Yo moriré con el peor de mis gestos, los dientes cariados, la memoria roma, el músculo sin colágeno, el pelo ralo, la vista negra, los oídos candados, señor de mis arrugas, pero él mantuvo de tal forma su belleza que estuve a punto, pido perdón, de hacerle una foto con su manta roja de condenado, una hora antes de llevarle a la veterinaria que le dio la eutanasia. La belleza le perseguía: ni con la muerte cosida a su cara dejó de ser una golosina blanca.

Una semana después de la muerte de Argi, cuando ya nos habían entregado las cenizas y todo, viene Iratxe y me sale con esto:

–Esta noche he sentido a Argi andando por la salita.

No sólo lo sintió andar por la salita: al de pocos días lo siguió notando en la cocina, luego en la puerta de entrada, más tarde revolviendo en la papelera, y en ese plan. Como aquello continuaba y no tengo mucha paciencia para las tonterías, decidí cortar inmediatamente.

–¿Y no te levantas de la cama para verle? –le pregunté.
–Una vez lo hice, pero cuando llegué no había nadie.
–Qué raro, ¿no?
–¿Raro el qué?
–Que te levantes y no encuentres a Argi. No sé. Es que no me lo explico. ¿Seguro que miraste bien?
–Vete a tomar por culo, gilipollas.

A partir de esa conversación Iratxe dejó de sentir a Argi, o al menos se lo callaba, pero entonces apareció el segundo problema: fui yo el que comencé a sentirlo. Oía ruidos suyos en la sala, o en el cuarto de baño, o en la otra habitación. Como ya he dicho que no aguanto las tonterías y tampoco creo en la magia, agité unas cuantas veces mi cerebro y me puse a buscar la causa del fenómeno.

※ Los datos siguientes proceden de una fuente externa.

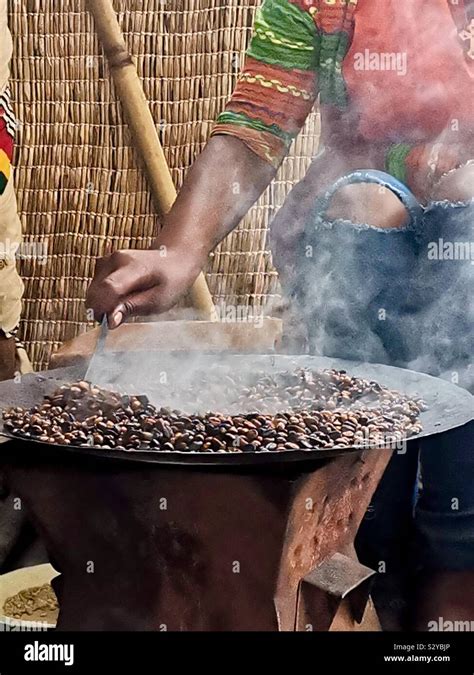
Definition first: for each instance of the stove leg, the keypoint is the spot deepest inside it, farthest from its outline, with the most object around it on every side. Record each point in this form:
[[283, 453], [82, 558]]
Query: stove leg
[[335, 596]]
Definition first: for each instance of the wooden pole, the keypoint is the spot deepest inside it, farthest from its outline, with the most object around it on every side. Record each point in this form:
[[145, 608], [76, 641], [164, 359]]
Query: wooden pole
[[132, 97]]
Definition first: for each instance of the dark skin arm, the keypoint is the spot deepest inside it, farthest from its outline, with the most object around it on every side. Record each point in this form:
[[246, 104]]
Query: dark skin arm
[[224, 182]]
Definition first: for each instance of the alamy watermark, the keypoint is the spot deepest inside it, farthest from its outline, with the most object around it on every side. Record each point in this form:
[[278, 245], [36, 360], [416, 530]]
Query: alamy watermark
[[381, 61], [24, 250], [228, 313], [449, 626], [451, 250]]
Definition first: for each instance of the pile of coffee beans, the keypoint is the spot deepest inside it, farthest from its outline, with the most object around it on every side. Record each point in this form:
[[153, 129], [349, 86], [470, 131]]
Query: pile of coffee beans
[[38, 603], [316, 409]]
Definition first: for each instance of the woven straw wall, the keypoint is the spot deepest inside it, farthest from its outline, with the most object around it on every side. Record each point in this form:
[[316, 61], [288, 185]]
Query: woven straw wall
[[80, 188]]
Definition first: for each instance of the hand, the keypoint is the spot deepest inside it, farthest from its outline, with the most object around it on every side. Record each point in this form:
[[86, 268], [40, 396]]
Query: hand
[[131, 283]]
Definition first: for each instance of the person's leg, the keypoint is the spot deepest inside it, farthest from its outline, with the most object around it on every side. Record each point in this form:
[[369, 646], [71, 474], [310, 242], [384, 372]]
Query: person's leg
[[444, 517]]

Creo que ya la tengo. En mi piso Pasiega se producen infinidad de pequeños ruidos, los causados por la lluvia, el viento, los vecinos de arriba y de abajo, las radios, los folios cayéndose, las gotas del grifo, las latas vacías moviéndose en la papelera, el ruido del frigorífico, ruidos que ya existían antes sin que nosotros nos diéramos cuenta. La diferencia es que, durante diecisiete años, todo esos sonidos raros se los hemos atribuido a Argi; una vez muerto, están apareciendo por primera vez de forma independiente.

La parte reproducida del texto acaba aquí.